El caso que derivó en la renuncia del vicepresidente de la Nación, del jefe de la Side, del presidente provisional del Senado, de los jefes de los bloques oficialista y del PJ y del ministro de Trabajo parece que hubiese ocurrido en otro tiempo y en otro país. La ola que hizo modificar casi medio gabinete vuelve hoy trayendo pura espuma a punto de desaparecer. El magistrado que declaró tener indicios graves y concordantes sobre la existencia de coimas es el mismo que resolvió que nada había pasado; el mismo senador que admitió haber recibido sobornos sigue manteniendo su banca. El terremoto político que sacudió al país parecer haber quedado allá lejos y hace tiempo.
Después de la tormenta
Aun con la indiferencia dirigencial, la cuestión dejó su huella en la gente y se hará notar (¿se hará notar?) en los próximos comicios legislativos. De acuerdo a una encuesta del Instituto de Desarrollo Regional (IDR), más de la mitad de los rosarinos consultados, o bien no saben a qué partido votar en una eventual elección a senador nacional, o bien afirman que lo van a hacer en blanco.
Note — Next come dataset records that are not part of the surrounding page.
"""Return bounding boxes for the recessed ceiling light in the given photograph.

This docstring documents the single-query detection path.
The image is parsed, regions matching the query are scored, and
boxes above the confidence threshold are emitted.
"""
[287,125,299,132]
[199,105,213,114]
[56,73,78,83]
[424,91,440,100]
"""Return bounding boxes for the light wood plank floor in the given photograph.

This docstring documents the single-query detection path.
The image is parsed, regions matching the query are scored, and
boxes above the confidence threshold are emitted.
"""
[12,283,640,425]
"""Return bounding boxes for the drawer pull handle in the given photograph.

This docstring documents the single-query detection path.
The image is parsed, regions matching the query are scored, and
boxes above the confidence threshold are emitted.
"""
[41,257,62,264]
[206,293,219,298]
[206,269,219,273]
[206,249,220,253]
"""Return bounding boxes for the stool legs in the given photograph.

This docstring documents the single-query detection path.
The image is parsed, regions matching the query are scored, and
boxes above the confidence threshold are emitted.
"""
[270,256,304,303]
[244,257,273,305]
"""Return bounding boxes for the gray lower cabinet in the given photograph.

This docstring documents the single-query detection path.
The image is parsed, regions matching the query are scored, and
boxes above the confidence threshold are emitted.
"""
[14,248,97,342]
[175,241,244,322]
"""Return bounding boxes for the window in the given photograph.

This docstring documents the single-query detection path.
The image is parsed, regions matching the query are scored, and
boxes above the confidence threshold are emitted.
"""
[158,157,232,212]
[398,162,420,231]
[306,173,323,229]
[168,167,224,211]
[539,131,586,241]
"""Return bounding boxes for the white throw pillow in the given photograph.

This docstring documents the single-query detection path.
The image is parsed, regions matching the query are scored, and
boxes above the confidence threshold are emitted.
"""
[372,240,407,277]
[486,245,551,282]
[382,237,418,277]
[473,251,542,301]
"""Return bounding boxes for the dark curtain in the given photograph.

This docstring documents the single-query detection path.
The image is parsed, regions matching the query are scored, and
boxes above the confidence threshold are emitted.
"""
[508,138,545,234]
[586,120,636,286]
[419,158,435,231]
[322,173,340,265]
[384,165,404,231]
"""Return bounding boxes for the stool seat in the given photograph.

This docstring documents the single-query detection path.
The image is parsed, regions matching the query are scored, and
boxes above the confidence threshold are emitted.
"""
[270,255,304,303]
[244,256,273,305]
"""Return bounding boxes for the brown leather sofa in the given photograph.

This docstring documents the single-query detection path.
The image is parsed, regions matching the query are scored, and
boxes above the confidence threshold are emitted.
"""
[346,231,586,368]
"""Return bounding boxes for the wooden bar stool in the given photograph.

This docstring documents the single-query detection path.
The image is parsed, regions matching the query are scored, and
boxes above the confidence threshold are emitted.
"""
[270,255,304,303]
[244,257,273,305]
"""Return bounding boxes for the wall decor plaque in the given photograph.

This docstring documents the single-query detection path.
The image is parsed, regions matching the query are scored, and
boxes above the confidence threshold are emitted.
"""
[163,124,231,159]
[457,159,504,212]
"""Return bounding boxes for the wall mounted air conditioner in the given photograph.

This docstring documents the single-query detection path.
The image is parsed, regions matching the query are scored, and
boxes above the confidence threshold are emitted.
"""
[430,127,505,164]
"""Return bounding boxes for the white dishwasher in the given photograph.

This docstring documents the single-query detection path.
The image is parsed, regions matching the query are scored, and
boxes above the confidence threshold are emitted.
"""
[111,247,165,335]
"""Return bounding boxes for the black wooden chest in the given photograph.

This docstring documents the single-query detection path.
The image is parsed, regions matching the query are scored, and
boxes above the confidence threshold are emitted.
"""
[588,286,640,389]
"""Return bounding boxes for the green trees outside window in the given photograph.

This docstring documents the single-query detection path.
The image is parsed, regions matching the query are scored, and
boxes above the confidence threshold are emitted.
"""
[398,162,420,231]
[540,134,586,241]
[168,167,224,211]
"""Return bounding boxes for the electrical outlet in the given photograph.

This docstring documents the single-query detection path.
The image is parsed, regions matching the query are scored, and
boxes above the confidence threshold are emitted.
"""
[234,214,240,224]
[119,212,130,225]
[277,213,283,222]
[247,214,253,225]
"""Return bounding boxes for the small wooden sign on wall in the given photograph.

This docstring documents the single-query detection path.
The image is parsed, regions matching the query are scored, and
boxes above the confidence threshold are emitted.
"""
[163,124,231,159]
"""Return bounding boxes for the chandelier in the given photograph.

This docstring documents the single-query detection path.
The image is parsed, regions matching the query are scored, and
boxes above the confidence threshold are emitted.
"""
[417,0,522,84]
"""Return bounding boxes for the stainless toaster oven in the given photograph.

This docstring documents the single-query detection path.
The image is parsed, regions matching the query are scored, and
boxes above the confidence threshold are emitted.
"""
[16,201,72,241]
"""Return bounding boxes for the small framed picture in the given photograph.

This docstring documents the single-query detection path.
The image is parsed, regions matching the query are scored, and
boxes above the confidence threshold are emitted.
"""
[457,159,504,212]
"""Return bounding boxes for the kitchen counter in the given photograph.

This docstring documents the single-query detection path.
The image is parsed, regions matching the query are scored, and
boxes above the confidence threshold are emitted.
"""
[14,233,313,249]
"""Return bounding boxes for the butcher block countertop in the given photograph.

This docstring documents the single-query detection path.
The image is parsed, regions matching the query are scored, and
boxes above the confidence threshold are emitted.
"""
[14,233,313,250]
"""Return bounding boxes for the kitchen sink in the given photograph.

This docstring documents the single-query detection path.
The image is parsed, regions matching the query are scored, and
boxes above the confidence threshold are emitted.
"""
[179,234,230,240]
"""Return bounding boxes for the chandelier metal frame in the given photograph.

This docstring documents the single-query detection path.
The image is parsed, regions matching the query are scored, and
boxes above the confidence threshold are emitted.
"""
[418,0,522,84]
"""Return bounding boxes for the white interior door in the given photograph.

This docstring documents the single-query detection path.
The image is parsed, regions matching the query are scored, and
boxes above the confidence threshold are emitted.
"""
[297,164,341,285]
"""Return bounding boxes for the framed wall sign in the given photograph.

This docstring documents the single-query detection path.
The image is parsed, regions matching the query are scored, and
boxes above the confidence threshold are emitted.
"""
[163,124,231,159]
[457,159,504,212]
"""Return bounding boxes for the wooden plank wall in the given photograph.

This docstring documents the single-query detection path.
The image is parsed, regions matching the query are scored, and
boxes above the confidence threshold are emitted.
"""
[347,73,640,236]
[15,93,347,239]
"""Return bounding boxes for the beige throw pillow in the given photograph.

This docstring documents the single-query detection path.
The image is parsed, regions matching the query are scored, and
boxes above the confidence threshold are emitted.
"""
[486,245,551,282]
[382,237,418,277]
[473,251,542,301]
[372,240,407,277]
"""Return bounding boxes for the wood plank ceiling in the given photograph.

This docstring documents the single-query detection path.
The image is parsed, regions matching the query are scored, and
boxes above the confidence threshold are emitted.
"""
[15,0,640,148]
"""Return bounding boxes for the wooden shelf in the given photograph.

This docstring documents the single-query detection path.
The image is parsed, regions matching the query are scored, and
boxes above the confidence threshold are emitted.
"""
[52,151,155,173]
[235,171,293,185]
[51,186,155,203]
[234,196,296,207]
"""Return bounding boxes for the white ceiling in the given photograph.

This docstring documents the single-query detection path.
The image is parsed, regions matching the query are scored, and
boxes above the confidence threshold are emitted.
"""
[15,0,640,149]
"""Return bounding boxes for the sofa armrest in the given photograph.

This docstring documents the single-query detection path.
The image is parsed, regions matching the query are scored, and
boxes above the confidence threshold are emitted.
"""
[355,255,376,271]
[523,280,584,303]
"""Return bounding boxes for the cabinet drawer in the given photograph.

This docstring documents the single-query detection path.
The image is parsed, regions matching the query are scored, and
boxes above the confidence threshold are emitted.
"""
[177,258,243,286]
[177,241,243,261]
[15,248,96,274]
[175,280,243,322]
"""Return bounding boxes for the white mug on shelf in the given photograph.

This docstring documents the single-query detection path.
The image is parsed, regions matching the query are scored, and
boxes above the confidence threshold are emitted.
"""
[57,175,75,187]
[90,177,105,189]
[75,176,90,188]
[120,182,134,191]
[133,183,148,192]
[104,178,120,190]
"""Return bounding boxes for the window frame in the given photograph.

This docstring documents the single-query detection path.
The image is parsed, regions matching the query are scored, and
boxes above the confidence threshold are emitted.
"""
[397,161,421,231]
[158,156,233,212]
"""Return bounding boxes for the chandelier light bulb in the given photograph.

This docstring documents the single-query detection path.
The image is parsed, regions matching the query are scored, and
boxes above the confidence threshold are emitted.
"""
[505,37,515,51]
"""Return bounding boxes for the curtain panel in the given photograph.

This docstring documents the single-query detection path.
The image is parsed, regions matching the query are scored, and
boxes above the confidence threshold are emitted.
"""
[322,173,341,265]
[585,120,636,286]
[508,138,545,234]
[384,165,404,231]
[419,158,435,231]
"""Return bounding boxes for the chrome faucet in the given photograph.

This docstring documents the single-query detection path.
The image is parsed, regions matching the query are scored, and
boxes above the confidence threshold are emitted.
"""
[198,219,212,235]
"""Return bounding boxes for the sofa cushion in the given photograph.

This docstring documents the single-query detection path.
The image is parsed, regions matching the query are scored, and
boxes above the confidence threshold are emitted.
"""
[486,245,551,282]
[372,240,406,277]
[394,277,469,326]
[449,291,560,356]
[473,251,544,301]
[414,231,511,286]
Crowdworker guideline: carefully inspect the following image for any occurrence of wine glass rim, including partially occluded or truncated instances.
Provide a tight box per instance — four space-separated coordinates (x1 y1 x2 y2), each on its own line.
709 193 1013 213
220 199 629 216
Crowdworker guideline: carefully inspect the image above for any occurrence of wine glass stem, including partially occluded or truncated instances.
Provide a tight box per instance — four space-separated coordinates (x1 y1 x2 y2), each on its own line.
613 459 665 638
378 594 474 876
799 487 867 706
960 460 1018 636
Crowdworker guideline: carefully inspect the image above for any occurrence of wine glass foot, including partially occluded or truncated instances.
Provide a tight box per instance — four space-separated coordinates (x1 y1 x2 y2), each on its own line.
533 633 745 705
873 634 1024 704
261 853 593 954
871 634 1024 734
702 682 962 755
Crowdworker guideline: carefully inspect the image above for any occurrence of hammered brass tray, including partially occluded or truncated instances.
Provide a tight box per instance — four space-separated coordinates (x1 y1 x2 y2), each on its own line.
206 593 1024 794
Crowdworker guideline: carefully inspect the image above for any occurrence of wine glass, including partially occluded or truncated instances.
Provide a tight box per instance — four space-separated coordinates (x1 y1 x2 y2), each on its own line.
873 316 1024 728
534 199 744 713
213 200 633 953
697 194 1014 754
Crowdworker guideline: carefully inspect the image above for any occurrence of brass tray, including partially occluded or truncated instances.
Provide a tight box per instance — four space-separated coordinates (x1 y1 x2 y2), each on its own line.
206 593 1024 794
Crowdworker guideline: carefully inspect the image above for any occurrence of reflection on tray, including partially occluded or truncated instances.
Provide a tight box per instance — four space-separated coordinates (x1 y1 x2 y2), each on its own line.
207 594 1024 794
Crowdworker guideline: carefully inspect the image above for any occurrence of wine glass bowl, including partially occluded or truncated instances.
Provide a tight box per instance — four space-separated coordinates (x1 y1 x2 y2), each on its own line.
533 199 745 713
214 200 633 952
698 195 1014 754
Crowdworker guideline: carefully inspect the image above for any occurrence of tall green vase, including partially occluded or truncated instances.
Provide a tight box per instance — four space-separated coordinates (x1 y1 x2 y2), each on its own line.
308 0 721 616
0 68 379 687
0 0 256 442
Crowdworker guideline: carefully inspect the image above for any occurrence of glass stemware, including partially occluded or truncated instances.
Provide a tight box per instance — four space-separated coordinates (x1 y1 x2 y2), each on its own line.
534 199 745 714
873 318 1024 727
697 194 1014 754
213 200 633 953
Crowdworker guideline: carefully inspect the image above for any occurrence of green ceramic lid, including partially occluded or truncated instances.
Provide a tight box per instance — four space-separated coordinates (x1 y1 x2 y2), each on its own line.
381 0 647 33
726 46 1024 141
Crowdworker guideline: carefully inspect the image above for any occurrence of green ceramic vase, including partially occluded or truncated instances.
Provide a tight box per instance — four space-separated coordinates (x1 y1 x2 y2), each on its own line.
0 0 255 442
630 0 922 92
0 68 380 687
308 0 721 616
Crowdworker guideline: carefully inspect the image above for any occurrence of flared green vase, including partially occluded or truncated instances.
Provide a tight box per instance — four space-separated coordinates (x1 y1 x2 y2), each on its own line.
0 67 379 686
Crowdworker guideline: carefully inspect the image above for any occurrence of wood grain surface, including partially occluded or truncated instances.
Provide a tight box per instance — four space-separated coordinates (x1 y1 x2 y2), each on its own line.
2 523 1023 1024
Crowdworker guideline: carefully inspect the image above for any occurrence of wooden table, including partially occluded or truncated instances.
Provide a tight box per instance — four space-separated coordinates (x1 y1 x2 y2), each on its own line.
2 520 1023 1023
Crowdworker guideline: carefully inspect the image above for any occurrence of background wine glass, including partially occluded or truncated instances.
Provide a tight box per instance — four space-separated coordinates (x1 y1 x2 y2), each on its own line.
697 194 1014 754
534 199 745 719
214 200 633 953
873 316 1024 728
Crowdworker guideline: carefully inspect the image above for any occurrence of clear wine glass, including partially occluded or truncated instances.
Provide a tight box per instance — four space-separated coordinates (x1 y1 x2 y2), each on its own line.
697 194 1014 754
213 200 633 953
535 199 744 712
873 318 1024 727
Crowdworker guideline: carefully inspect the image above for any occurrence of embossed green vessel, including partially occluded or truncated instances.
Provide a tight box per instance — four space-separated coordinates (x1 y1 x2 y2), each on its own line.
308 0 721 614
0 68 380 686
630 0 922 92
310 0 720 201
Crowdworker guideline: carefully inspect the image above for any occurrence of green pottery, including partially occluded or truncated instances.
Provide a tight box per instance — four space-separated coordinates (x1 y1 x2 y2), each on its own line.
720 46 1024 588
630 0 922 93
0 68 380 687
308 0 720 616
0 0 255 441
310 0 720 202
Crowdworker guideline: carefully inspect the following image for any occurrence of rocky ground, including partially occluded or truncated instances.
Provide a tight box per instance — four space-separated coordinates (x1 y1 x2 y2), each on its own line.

De acuerdo al revelador muestreo, nunca como ahora el Congreso nacional alcanzó la peor imagen institucional comparada. Solamente el 2,5 por ciento de los consultados tiene una opinión positiva del Parlamento. El 57,3 hizo una valoración negativa y el 34,3 merituó que la imagen es regular. El escándalo de los sobornos {como consigna el meticuloso trabajo) produjo un efecto arrastre que impactó, además, en la Cámara de Diputados y en la Legislatura santafesina, con solamente el 3,5 por ciento de consideración positiva.
Más allá de la danza de números, el contraste entre el silencio ominoso de la mayor parte de la dirigencia (con las excepciones honrosas de Carlos Chacho Alvarez, Horacio Usandizaga y Antonio Cafiero) y el repudio de la gente debería hacer entrar en razones a quienes creen tener un bill de indemnidad, otorgado por los fueros legislativos o la resolución de un magistrado que, vaya paradoja, también está sentado en el banquillo de los acusados por presunto enriquecimiento ilícito.
El escándalo del Senado también contribuyó enormemente para que la Alianza perdiera el único capital político que le quedaba después del impuestazo, la rebaja de salarios y la reforma laboral: su promesa inquebrantable de luchar contra la corrupción. Ahora todo parece reducirse a la eficacia del blindaje o a la futura irrupción de Domingo Cavallo.
La dimisión de Chacho Alvarez, (un gesto inédito en un país donde casi nadie renuncia por asco o cansancio moral) parece también haber quedado sepultada por la opinión popular que, mayoritariamente, considera que debió haber resistido desde el lugar en el que el pueblo lo designó. Según la encuesta del IDR, Chacho es hoy, junto a Carlos Reutemann, el dirigente mejor conceptuado por los rosarinos, pero casi cuatro de cada diez consultados no se sienten representados políticamente por ningún referente nacional.
La alfombra que levantó Alvarez en el Honorable Senado de la Nación (pese al actual silencio de casi todos, incluida la prensa) sigue emanando el mismo olor nauseabundo que cuando estalló el escándalo.
Justos y pecadores
En febrero próximo los legisladores volverán a sus bancas. Será una magnífica oportunidad para que los justos no queden pegados como una oblea con los impresentables pecadores. Habrá llegado el momento de que alguien pegue cuatro gritos, evite el definitivo entierro de la causa y demuestre que la nueva política es algo más que un latiguillo de ocasión. Sería un buen antídoto para desterrar la venenosa frase que tanto irrita a los políticos: Son todos iguales.
Si en este caso se verifica lo que escribió René Balestra en La Nación (la condena judicial suele tener una capacidad de reacción casi matemática en relación con las sociedades en que actúa y difícilmente esos juzgados sean diligentes en medios donde el común no condena las inmoralidades cotidianas), la política seguirá siendo un escenario amañado por la maloliente nomenclatura aferrada a las prebendas, los arribistas y los eternos buscadores de cargos.
Que el que esté libre de pecados tire, de una vez por todas, la primera piedra.